IL DISADATTAMENTO DELL’IO
La domanda sull’identità ovvero sul “chi sono io” è una delle domande più difficile a cui rispondere richiedendo, di fatti, un atteggiamento introspettivo, un passare dal “di fuori” al “di-dentro-di noi” e spesso una volta “dentro-di-noi” ci sembra di essere «nel mezzo del cammin di nostra vita mi ritrovai per una selva oscura, ché la diritta via era smarrita» (Inferno, I canto, vv.1-3).
Siamo “una selva oscura” a noi stessi, la vita è divenuta un inferno, alienante, senza senso, noiosa e angosciante: è la “crisi dell’io” come “disadattamento” a noi stessi e quindi di conseguenza incapacità di dialogare e relazionarci agli altri da cui anche la “crisi del noi”.
Credo che le radici di questa “crisi di identità” risieda nella tendenza arcaica di passare dal molteplice all’unità o meglio all’uno inteso come ἀρχή, “principio, origine”, termine il cui uso risale ai primordi della tradizione filosofica e biblica inteso come ciò da cui derivano tutte le cose.
Già Platone parla di un “principio del divenire” e di un “principio del movimento” e Aristotele adopera il termine archè come equivalente di “causa prima”. Biblicamente nel libro della Genesi si legge “in principio Dio creò il cielo e la terra” e nel vangelo di Giovanni si afferma che “in principio era il verbo”.
Che rapportò c’è tra la ricerca filosofico-teologica dell’uno e la crisi d’identità?
Alla domanda “chi sono io” cerchiamo sempre di rispondere in modo univoco aggrappandoci ad un impacciato e a volte disperato tentativo di autodefinirci come “un”, ma senza riuscirci: ecco la crisi dell’io, non sappiamo chi siamo e quindi non sappiamo dove andare e cosa fare e non riuscendo più a trovare una ragione per cui vivere e morire fa capolino nella nostra vita “un ospite inquietante” (U. Galimberti), il nichilismo.
Per rispondere alla domanda “chi sono io” bisogna partire dal molteplice per poi risalire all’uno-identità e non viceversa, bisogna cioè passare dall’idea boeziana di persona come “sostanza individua di natura razionale” a quella relazione secondo cui l’io è frutto del noi, della cultura in cui siamo situati, delle esperienze che facciamo, assumendo dunque una “postura esistenziale” e non “metafisica”.
Noi siamo situati e gettati nel mondo secondo una “lotteria della nascita” (J. Rawls) e facciamo esperienze.

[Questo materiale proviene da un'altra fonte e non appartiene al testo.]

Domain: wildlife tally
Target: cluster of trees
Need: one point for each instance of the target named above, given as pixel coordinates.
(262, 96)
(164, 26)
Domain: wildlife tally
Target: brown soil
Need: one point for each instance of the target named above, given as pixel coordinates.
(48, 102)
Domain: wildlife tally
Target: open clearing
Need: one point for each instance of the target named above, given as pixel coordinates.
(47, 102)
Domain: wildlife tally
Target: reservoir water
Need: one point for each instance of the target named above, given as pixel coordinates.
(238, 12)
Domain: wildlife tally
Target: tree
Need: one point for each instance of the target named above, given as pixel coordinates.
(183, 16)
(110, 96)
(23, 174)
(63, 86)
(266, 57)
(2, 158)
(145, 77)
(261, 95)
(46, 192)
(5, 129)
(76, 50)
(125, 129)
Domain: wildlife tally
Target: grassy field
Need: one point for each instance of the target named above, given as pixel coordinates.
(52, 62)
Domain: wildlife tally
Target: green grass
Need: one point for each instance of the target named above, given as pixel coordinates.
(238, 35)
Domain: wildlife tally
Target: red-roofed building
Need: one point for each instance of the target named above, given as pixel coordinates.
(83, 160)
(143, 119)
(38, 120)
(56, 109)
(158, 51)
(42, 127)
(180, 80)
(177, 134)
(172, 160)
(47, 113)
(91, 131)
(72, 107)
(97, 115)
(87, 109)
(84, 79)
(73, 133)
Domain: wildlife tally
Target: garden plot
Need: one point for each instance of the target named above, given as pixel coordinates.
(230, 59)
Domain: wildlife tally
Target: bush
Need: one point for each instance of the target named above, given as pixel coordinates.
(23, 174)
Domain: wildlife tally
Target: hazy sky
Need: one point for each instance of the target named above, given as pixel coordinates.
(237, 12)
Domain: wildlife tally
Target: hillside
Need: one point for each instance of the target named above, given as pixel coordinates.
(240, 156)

Le nostre esperienze di vita, culturali, esistenziali sono l’archè della nostra identità e non viceversa. “Io sono – contemporaneamente- tante cose” e mi strutturo “vita facendo”.
L’io deve essere inteso dunque come molteplicità mutevole e dinamica del nostro “esser-ci” che è la nostra “identità esistenziale”, motivo per cui la mancanza di relazioni ed esperienze, la “crisi del noi”, porta alla “crisi nichilistica dell’io” ovvero al “trapassamento dell’essere nel nulla” (E. Severino).
Se il nichilismo è segnato dal contraddittorio divenire, trapasso dell’essere nel nulla, il fondamentalismo politico, religioso, economico ecc, ecc. segna il divenire, il trapasso “dell’essere identità come esserci” nell’“essere immobile, indivisibile, finito” ponendo di fatti la persona fuori da una dimensione storico-esistenziale, privandolo dalla capacità di autodeterminazione e di scrivere il proprio destino, la propria storia.
L’uomo di oggi posto di fronte a un bivio, che vede da una parte il nulla nichilista e dall’altra parte l’immobilismo fanatico, non potrà che dire “no alla vita” in quanto non riconoscendosi e disadattato a se stesso, o non trova più un motivo per cui vivere e morire o questo gli viene imposto.
Oggi la “crisi dell’io” è determinata dalla “crisi del noi”, dall’incapacità individualista di relazionarci agli altri nel mondo: il fondamento metafisico del nostro esserci, del nostro “si alla vita” è la relazione-mondana ed è a partire da queste relazioni ed esperienze che scriviamo la nostra storia e ci-auto-determiniamo con gli altri.